Business as usual

Als gäbe es rund um den Globus keine schwächelnden Buchmärkte, lief der Rechtehandel auf der Frankfurter Buchmesse auf vollen Touren. Das erweiterte Agentencenter in Halle 6.0 war voll besetzt, laut Veranstalter stieg die Zahl der Besucher um 11%. Auch bei der inoffiziellen „Vormesse“ in den großen Frankfurter Hotels waren freie Plätze von Sonntag bis Dienstag wie sonst auch Mangelware.
Sebastian Ritscher (Mohrbooks, Zürich): „Als Branchentreffpunkt ist Frankfurt nicht zu ersetzen.“

Befragt nach dem Messeverlauf waren sich deutschsprachige und internationale Literaturagenten einig, dass Frankfurt trotz der weltwirtschaftlichen Turbulenzen auf der Habenseite abgerechnet werden kann. Das Spektrum reichte von „überraschend positiv“ (Carole Blake, Blake Friedmann, London) bis zu „arbeitsam und unaufgeregt“ (Joachim Jessen, Thomas Schlück GmbH). Dass zusätzlich zum Blackberry-Ausfall zu Beginn der Messe allerdings im Agentencenter auch das WLAN bis in den Donnerstag hinein nicht funktionierte, kam bei vielen Besuchern nicht gut an.
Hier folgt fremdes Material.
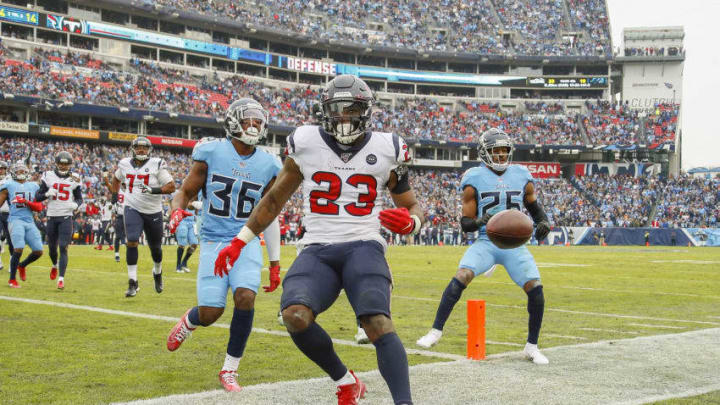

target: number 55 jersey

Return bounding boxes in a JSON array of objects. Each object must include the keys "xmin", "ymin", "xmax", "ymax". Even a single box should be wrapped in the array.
[
  {"xmin": 192, "ymin": 139, "xmax": 281, "ymax": 242},
  {"xmin": 287, "ymin": 125, "xmax": 410, "ymax": 246}
]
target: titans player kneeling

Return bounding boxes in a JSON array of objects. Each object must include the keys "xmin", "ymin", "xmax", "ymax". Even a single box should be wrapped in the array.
[
  {"xmin": 37, "ymin": 151, "xmax": 82, "ymax": 290},
  {"xmin": 111, "ymin": 136, "xmax": 175, "ymax": 297},
  {"xmin": 167, "ymin": 98, "xmax": 280, "ymax": 391},
  {"xmin": 417, "ymin": 128, "xmax": 550, "ymax": 364}
]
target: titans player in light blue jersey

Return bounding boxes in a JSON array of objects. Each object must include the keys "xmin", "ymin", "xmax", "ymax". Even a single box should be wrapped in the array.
[
  {"xmin": 167, "ymin": 98, "xmax": 280, "ymax": 391},
  {"xmin": 175, "ymin": 201, "xmax": 202, "ymax": 273},
  {"xmin": 0, "ymin": 163, "xmax": 43, "ymax": 288},
  {"xmin": 417, "ymin": 128, "xmax": 550, "ymax": 364}
]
Die ganz großen Lizenzknüller blieben aus

Wie schon im Vorfeld der Messe angekündigt, blieben die ganz großen Lizenzknüller aus, doch in der zweiten Reihe wurde teilweise „verbissen“ (Blake) verhandelt. Die meisten Großprojekte waren wie gehabt schon vor Frankfurt abgeschlossen worden, z.B. die Memoiren von Arnold Schwarzenegger (Deutsch bei Hoffmann und Campe) oder die Erinnerungen von Musiker-Legenden wie Rod Stewart (Heyne), Neil Young und Pete Townsend (beide Kiepenheuer & Witsch).

Ganz besonders hektisch waren die Frankfurter Tage für die schwedische Salomonssen Agency, die auch Jo Nesbø vertritt: Was international Rang und Namen hatte, stand für die Rechte an dem Dreiteiler „The Andalucian Friend“ von Alexander Söderberg an. Sechs Abschlüsse sind unter Dach und Fach, die deutschen Rechte sicherte sich Thomas Tebbe für Piper.

Auch in die andere Richtung gab es Lizenzabschlüsse. So sicherte sich der Penguin-Verlag Michael Joseph die englischsprachigen Weltrechte an Ferdinand von Schirachs Piper-Bestseller „Der Fall Collini“.